On Sat, Jan 18, 2025 at 12:21:51PM -0800, Kees Cook wrote:
On Thu, Jan 16, 2025 at 04:55:39PM -0800, Eyal Birger wrote:
Since uretprobe is a "kernel implementation detail" system call which is not used by userspace application code directly, it is impractical and there's very little point in forcing all userspace applications to explicitly allow it in order to avoid crashing tracked processes.
How is this any different from sigreturn, rt_sigreturn, or restart_syscall? These are all handled explicitly by userspace filters already, and I don't see why uretprobe should be any different.
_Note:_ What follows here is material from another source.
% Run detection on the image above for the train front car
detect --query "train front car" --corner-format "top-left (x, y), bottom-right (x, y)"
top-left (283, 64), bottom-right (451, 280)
Docker has had plenty of experience with fixing their seccomp filters for new syscalls. For example, many times already a given libc will suddenly start using a new syscall when it sees its available, etc.
Basically, this is a Docker issue, not a kernel issue. Seccomp is behaving correctly. I don't want to start making syscalls invisible without an extremely good reason. If _anything_ should be invisible, it is restart_syscall (which actually IS invisible under certain architectures).
I was wondering that too -- if ______'s security policy is to disallow by default, then fix the security policy. Don't blow a hole in seccomp for all users. Maybe someone *wants* to block uretprobe. Maybe doing so will be needed some day as a crude mitigation for a zeroday.